The High Court of Justice in St. Kitts and Nevis has struck down anti-LGBTQ+ laws that have existed since the British colonial era, the second time in less than two months that an Eastern Caribbean nation has struck down such laws.
Justice Trevor M. Ward ruled this week that the “buggery” sections of St. Kitts’ Offences Against the Person Act contravene constitutionally guaranteed rights to freedom of expression and protection of personal privacy.
Nadia Chiesa, a partner with Canadian law firm WeirFoulds, and Anthony Ross, who used to live in Canada and now practices in both Canada and the Caribbean, led the challenge, which was brought by a citizen, Jamal Jeffers, and the St. Kitts and Nevis Alliance for Equality, with the support of the Eastern Caribbean Alliance for Diversity and Equality.
The decision comes on the heels of a similar ruling in Antigua and Barbuda in July.
The St. Kitts and Nevis decision is the second judgment in a five-country legal challenge launched by ECADE in 2020. Challenges in Barbados and Saint Lucia are expected to be concluded before the end of 2022.
“Our strategy has been multilayered; working with activists on the ground, our colleagues, friends, allies and family. This win is part of the transformative journey to full recognition of LGBTQ persons across the 11-nation Organisation of Eastern Caribbean States,” said Kenita Placide, executive director of ECADE.
Chiesa and Ross worked alongside a team of Caribbean lawyers led by Douglas Mendes of Trinidad and Veronica Cenac of Saint Lucia, with the support of the University of the West Indies’ Faculty of Law Rights Advocacy Project.
“It’s encouraging to see this decision come so soon after these laws were overturned in Antigua and Barbuda. While there is much work ahead, it represents another important step forward as St. Kitts and Nevis becomes the fourth country in the Eastern Caribbean to strike down these outdated, colonial laws,” Chiesa said.

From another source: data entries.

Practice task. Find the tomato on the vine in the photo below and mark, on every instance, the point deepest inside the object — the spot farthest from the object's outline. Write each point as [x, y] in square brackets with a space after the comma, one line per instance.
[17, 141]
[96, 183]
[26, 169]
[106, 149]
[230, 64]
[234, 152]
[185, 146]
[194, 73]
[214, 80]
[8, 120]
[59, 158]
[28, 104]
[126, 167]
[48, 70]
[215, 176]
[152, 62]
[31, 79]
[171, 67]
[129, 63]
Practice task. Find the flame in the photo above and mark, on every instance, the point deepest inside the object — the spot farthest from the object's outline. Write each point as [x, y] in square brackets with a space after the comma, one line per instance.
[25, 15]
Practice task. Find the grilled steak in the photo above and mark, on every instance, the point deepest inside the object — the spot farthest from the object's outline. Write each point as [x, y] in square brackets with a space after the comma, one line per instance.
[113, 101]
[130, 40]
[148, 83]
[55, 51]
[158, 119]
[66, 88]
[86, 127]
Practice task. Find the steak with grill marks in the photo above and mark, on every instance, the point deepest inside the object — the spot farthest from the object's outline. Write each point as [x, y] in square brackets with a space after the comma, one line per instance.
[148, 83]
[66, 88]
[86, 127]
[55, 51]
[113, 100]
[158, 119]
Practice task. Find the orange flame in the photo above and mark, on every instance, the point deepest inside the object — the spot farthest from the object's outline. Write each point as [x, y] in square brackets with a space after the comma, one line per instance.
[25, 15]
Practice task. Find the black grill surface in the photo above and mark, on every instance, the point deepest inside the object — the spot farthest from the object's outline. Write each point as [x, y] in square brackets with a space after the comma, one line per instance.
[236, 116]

Discriminatory sexual offense laws and criminal codes in the islands date back to the British colonial era and unfairly target LGBTQ+ people, ECADE said in a statement. Although custodial sentences are rarely imposed, those convicted under these laws can face imprisonment for up to 10 years.
According to UNAIDS, seven countries in the Caribbean still criminalize gay sex between consenting adults. All are former British colonies: Barbados, Dominica, Grenada, Guyana, Jamaica, St. Lucia, and St. Vincent and the Grenadines.